New York. Si strusciano e titillano sul letto il medico di successo Bill Harford (Tom Cruise) e la bionda moglie Alice (Nicole Kidman). Poi, ripensando alla festa della sera prima dal ricco Victor Ziegler (Sidney Pollack), dove entrambi hanno e si sono lasciati sfacciatamente corteggiare, lei rievoca antiche immagini lussuriose (l’attrazione irresistibile per un ufficiale) e lui, per quanto sembra sorriderne, si rode dalla gelosia. La rivelazione lavora sulla sua coscienza e nei suoi incubi.
Immagina la moglie in atti sessuali con l’ufficiale.

Ad ingrossare il turbamento giunge l’inattesa dichiarazione d’amore di una paziente e l’incontro, subito interrotto, durante una passeggiata notturna con una squillo, ed infine, ritrova l’amico pianista Nick.

Dopo avergli strappato un indirizzo proibito, si presenta con maschera e mantello ad un castello per viziosi vip, dove belle ragazze per niente vestite si accoppiano, in ogni modo, agli ospiti in incognito (dal mantello spunta solo il…necessario).

Insomma, orgie a gò-gò.




E l’incubo raddoppia a casa.

EYES WIDE SHUT è il morboso, attesissimo (all’epoca), dramma giallo-erotico dell’eclettico regista Stanley Kubrick, mai così licenzioso, che dirige quello che fu il suo ultimo film, quello che chiuse tre parabole: ricerca, carriera e vita.

Dopo tanto rigoroso, totale, maniacale e mistico impegno, affrontando (e risolvendo con la sua visione) questo e quel tema della vita e del cinema, qui viaggia tra fantasie (sessuali) e realtà. Il regista si ispira a un racconto di Arthur Schnitzler, Doppio sogno, ambientato nella Vienna degli anni venti, e traspone la vicenda nella New York dei giorni nostri.
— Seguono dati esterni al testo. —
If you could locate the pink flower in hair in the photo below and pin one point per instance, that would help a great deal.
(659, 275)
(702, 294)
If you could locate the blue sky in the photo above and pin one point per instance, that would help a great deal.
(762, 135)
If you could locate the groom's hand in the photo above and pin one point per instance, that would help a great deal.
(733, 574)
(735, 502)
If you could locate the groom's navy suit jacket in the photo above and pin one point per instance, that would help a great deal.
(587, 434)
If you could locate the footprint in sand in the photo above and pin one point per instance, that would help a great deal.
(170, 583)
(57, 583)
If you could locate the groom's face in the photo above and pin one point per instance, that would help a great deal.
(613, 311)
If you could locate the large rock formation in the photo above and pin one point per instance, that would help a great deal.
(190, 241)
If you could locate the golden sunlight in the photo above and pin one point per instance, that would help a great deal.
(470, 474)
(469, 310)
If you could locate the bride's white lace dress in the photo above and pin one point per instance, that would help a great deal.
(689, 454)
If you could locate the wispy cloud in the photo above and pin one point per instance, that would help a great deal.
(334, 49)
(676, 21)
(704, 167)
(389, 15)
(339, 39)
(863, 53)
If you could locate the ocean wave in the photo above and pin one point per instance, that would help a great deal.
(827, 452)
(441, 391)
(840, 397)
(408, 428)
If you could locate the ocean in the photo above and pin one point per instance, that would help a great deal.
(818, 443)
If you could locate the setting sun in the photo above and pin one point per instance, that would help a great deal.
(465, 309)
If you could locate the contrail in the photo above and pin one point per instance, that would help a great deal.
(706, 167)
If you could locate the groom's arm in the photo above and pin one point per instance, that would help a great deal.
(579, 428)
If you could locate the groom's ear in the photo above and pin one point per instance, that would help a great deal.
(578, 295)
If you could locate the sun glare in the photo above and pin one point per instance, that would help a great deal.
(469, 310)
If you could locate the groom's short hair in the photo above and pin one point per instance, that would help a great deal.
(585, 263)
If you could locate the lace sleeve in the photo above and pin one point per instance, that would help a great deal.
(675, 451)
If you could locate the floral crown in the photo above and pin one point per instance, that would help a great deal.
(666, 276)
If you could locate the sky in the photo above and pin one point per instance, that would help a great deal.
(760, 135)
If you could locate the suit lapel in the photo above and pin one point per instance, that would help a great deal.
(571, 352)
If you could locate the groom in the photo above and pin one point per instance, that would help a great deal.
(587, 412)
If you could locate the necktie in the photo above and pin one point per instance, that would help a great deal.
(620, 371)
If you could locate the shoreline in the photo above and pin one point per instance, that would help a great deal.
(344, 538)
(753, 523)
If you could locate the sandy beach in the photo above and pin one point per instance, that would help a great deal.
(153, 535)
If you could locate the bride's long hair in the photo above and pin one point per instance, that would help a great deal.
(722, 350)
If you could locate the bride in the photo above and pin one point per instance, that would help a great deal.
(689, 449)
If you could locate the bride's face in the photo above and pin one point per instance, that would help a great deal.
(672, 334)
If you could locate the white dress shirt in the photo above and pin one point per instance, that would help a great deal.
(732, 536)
Alta borghesia, alto censo, belle case, bella gente, ma il sesso in primo piano. La manifestazione del desiderio sessuale in tutte le sue dimensioni (onirica e reale), senza tuttavia che esso venga soddisfatto.
Perché il sesso è una cosa seria e misteriosa, dolorosa e, soprattutto (ed ecco Kubrick) pensata. Il sesso è di certo a lungo e fortemente rappresentato, ma Kubrick si è abbondantemente guadagnato la franchigia di artista, dunque lo stile tutto soccorre.



Il resto è ormai cronaca-leggenda: i quasi tre anni di lavorazione, certi attori assunti poi protestati, come Keytel e Malcovich, e le crisi matrimoniali-sessuali di alcuni protagonisti, a cominciare dalla coppia regina Tom-Nicole, i due soavi protagonisti. Che sparano idiozie, tubano, litigano e si raccontano le proprie ossessioni da porcelli.

Certo Nicole Kidman, nuda tra i titoli di testa, vale, comunque la si pensi sul film, sicuramente la visione.